SCOR is a tier 1 reinsurance company in the world. During this 4 months, we processed real open data, NHANES and NHCS, and built models to predict health risks of a person in U.S.

Our business problem identification

We have identified 2 biggest business problems for insurance and re-insurance companies; frauds and increase cost from chronic diseases.
With the growth of middle class and urbanisation, sedentary lifestyle is becoming more common across the world. This leads to an accerelation of costly chronic diseases.
Health care payers are seeking for solutions to decrease their premium cost not only by predicting one's health risks to set correct premium, but also by improving one's health; the longer the people without health problems, the cheaper the health cost that the payers pays.

Our solutions

We have created a flask application to predict one's diabetes risk, level of glycohemoglobin and cholesterol, and suggest how one can decrease the risk to specific level. For example, we can say, to decrease the risk to 50% to 20% , we can suggest the person to walk 10 minutes more or sleep 1 hour longer per day.

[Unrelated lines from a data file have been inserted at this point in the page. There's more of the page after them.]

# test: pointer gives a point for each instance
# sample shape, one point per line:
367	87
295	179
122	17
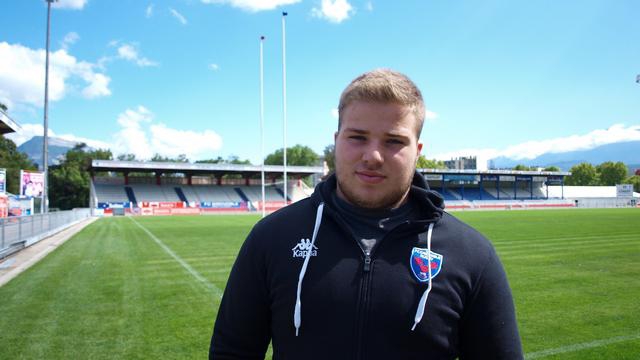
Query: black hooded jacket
358	307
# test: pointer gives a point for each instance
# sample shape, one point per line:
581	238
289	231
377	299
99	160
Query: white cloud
178	16
26	132
335	11
149	12
253	5
532	149
129	52
69	39
22	72
140	136
429	115
69	4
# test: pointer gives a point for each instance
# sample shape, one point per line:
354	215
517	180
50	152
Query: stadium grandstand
167	188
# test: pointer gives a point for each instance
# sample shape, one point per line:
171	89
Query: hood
431	203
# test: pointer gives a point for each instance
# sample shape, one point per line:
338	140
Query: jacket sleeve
489	328
242	328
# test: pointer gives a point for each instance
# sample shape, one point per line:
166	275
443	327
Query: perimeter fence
19	232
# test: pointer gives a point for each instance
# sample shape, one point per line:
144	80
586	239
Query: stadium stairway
282	193
241	194
181	195
131	195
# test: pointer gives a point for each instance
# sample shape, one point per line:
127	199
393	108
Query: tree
424	163
14	161
330	157
611	173
233	159
69	181
635	181
298	155
583	174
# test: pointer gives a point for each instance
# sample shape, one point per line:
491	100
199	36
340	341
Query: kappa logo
421	266
303	247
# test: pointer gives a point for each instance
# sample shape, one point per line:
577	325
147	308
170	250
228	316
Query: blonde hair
384	86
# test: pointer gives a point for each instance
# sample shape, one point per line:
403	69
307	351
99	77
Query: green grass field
149	287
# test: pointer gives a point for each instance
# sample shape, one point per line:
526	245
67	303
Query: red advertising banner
31	183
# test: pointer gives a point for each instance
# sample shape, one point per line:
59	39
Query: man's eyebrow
357	131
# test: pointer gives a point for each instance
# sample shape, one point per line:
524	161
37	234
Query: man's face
376	153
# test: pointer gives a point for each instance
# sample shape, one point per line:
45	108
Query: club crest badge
420	264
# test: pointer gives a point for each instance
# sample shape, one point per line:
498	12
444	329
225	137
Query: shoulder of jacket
465	236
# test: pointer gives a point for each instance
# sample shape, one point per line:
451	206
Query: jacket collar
430	202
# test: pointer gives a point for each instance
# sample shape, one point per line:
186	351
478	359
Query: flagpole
44	205
284	103
262	122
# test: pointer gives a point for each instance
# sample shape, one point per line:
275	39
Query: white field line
184	264
510	242
582	346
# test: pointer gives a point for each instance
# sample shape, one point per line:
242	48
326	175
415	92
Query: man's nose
373	155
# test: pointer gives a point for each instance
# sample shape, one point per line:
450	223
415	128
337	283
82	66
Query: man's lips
370	177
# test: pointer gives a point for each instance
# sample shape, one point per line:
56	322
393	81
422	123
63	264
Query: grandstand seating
111	192
477	194
254	193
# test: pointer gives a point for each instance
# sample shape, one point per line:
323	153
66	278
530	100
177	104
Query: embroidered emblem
419	264
303	247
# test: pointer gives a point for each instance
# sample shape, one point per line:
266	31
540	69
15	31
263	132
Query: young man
370	266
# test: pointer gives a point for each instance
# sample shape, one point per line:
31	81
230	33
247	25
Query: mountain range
627	152
56	148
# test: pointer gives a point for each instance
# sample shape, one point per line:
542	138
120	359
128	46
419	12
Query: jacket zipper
364	303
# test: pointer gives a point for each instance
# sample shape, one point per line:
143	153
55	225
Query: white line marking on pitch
184	264
582	346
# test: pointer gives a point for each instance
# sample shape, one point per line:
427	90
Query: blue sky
514	78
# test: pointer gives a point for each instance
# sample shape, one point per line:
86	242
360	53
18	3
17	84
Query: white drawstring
297	320
425	295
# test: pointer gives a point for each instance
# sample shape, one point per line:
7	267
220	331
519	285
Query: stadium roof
493	172
200	169
7	125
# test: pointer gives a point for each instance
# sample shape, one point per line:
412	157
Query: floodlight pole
44	205
284	103
262	123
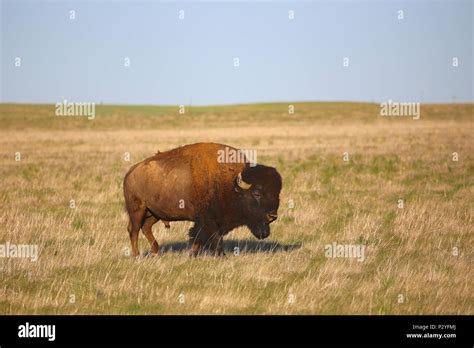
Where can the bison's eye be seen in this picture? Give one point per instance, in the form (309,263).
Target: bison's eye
(257,195)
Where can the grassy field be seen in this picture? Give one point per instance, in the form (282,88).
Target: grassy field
(418,259)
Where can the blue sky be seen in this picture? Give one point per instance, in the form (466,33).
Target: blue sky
(191,61)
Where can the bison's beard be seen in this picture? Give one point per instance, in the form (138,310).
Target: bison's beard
(260,231)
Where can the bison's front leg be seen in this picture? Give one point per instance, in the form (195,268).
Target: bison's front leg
(195,239)
(205,236)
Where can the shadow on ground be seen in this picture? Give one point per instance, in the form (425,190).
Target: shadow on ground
(245,246)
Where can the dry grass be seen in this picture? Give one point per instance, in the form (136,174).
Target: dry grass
(409,251)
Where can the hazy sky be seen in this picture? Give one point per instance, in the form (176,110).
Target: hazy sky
(191,60)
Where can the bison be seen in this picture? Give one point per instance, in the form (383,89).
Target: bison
(191,183)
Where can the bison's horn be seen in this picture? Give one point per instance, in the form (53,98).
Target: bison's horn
(242,184)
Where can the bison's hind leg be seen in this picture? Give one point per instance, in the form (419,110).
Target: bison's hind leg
(150,220)
(136,215)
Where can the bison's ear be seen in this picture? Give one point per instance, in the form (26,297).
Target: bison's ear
(240,184)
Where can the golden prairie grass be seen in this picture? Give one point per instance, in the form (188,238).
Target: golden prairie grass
(418,259)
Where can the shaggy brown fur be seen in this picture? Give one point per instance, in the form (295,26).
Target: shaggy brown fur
(188,183)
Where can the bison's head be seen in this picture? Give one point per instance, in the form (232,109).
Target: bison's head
(258,190)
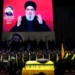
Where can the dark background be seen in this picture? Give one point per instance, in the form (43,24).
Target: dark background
(64,21)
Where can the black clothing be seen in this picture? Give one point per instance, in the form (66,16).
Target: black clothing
(30,26)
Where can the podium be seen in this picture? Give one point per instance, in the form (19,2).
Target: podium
(34,67)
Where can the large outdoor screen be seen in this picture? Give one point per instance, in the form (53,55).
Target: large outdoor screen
(19,16)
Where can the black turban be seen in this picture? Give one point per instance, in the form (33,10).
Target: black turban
(30,3)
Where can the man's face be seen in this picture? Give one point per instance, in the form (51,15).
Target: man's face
(8,10)
(30,13)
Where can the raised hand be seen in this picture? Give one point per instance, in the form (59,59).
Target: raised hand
(19,20)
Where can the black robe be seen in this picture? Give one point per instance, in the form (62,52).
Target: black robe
(30,26)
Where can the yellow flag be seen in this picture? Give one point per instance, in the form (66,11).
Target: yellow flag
(57,57)
(62,51)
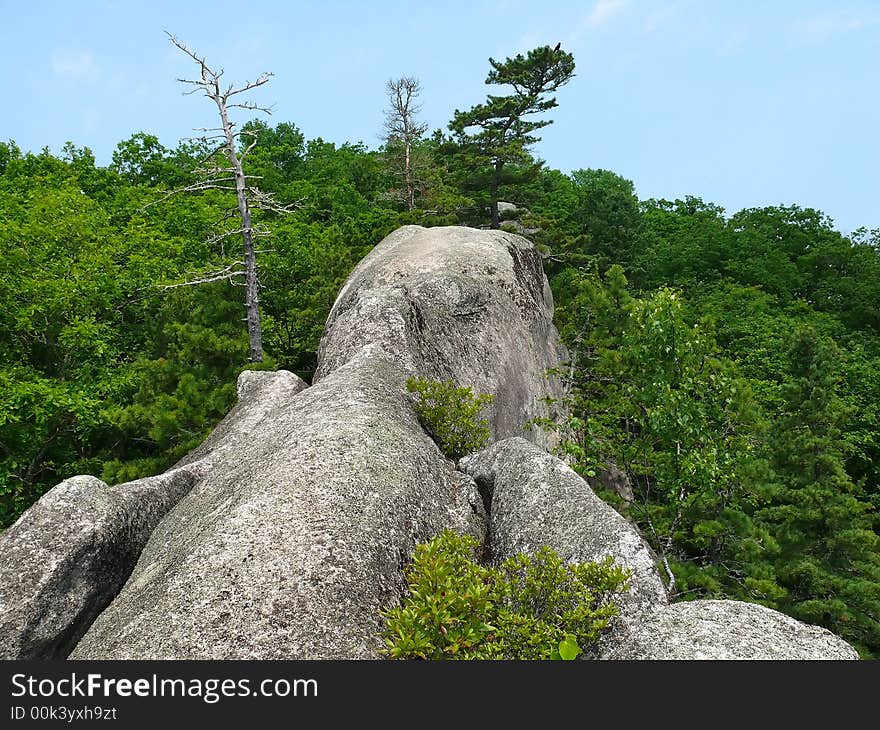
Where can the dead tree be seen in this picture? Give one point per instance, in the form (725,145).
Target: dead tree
(402,131)
(223,169)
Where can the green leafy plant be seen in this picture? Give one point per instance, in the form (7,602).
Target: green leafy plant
(529,607)
(449,415)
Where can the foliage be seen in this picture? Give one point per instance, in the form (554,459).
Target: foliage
(449,414)
(494,157)
(731,376)
(529,607)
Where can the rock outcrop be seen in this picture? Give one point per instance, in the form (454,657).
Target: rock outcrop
(69,554)
(75,548)
(536,500)
(290,550)
(287,532)
(456,303)
(727,630)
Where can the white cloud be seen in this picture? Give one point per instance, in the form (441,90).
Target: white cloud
(75,66)
(824,26)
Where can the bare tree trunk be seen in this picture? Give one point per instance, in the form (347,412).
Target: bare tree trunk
(493,193)
(402,128)
(233,179)
(410,187)
(252,285)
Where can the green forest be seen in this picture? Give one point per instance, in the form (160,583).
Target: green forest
(724,379)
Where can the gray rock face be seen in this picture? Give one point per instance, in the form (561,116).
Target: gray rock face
(290,549)
(461,304)
(285,534)
(536,500)
(73,550)
(70,553)
(728,630)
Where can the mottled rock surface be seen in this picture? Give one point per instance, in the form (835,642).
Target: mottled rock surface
(456,303)
(727,630)
(536,499)
(289,550)
(69,554)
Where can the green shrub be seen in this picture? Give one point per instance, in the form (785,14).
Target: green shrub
(529,607)
(449,415)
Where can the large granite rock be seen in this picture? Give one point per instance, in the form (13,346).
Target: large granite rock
(71,552)
(456,303)
(289,550)
(536,499)
(287,531)
(727,630)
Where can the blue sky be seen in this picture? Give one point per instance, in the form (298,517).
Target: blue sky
(741,102)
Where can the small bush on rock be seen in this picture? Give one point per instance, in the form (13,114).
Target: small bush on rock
(529,607)
(449,415)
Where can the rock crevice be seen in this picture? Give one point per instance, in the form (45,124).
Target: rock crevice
(286,533)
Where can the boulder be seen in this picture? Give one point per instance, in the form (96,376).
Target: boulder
(70,553)
(290,549)
(73,550)
(457,304)
(727,630)
(536,499)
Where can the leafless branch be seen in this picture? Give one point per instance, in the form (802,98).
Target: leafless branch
(224,274)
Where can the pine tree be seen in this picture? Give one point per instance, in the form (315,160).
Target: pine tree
(829,561)
(496,153)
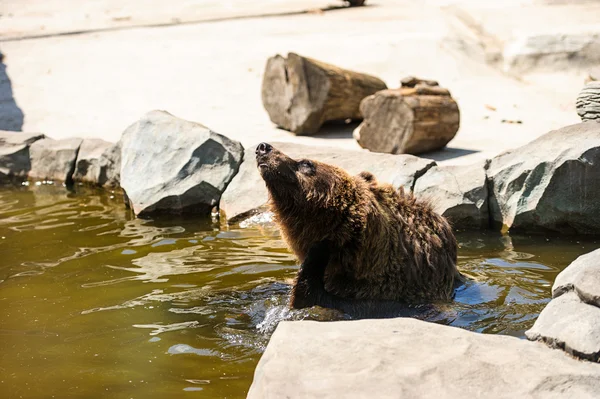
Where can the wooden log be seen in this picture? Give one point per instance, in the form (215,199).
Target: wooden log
(409,120)
(588,102)
(300,94)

Main Models for our application

  • Cox.PH to identify key features for health risks
  • Kaplan Meier to visualize survival curve for each indicators
  • Gradient Boost Regression to predict Glycohemoglobin and Cholesterol level of a person
  • Xgboost Classification to predict diabetes
  • SHAP value to calculate the marginal effect of certain variables to diabetes
  • Random Survival Forest to identify the probability change considering given age and other parameter change.